Getting Started
We wrote this text with a particular kind of student in mind. We imagined this student as having already taken a first year introductory course to archaeology, of the kind that surveys the field, its history, and its principle methods and theoretical positions. Very few courses of that kind include any depth in digital methods and theory, which is understandable when we look at the incredible variety of archaeological work, skills, and interests! Digital work is every bit as diverse as other kinds of archaeology, but it also presents its own particular challenges.
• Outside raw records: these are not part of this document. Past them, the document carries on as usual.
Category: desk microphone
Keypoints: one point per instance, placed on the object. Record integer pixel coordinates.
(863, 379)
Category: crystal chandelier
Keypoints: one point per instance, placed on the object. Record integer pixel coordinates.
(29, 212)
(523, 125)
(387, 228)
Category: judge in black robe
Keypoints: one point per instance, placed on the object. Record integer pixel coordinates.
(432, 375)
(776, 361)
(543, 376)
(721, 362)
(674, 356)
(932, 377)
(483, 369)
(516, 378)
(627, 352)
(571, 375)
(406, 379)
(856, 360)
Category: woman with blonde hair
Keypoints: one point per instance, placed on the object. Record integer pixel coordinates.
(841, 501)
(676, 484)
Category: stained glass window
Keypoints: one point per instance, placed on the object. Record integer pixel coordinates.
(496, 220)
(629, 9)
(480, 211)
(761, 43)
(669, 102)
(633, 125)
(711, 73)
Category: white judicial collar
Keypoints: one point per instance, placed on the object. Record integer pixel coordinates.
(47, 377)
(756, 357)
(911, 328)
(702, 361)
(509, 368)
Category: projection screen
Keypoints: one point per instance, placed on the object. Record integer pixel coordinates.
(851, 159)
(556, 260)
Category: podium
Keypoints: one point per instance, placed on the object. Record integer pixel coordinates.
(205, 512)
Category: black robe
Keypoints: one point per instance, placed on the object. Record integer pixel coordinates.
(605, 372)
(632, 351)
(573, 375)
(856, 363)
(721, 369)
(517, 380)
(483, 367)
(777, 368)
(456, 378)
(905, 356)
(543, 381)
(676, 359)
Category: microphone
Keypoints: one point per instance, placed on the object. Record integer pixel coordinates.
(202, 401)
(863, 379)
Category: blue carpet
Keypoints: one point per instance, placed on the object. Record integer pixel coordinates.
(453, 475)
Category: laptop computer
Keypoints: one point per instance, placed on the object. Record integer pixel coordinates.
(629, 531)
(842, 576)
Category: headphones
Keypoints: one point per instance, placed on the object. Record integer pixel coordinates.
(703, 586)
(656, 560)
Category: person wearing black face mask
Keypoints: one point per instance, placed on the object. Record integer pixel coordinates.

One of these is the anxiety that comes when one first approaches the computer for anything more complex than word processing or a bit of social media. ‘What happens if I break it?’; ‘I’m not techy!’; ‘If I wanted to do computers, I wouldn’t have gone into this!’ are all actual student concerns that we have heard in our various classrooms.
It’ll be ok.
We take a pedagogical perspective that focuses on the learning that happens when we make things, when we experiment or otherwise play around with materials and computing, and especially, when/if things break. It’s a perspective that finds value in ‘failing gloriously’, in trying to push ourselves beyond our comfort level. The only thing that you will need therefore to be successful in learning some of the basic issues around digital archaeology is a willingness to consider why things didn’t work the way they ought to have, and a web browser. We built this textbook with its very own digital archaeology computer built right in! There’s nothing you can break on your own machine, nor does your machine have to be very powerful.
Our hope for this volume is that it will provide you with the ability to work out what you need to know, what you don’t know, and how to creatively use the computational power of the devices available to you, to do better archaeology. Once you’ve outgrown this text, we strongly recommend that you visit the peer-reviewed collection of tutorials at The Programming Historian (which are available in English and Spanish and soon other languages). If you are more interested in the statistical side of digital archaeology, then you should consult Ben Marwick et al How to Do Archaeological Science Using R.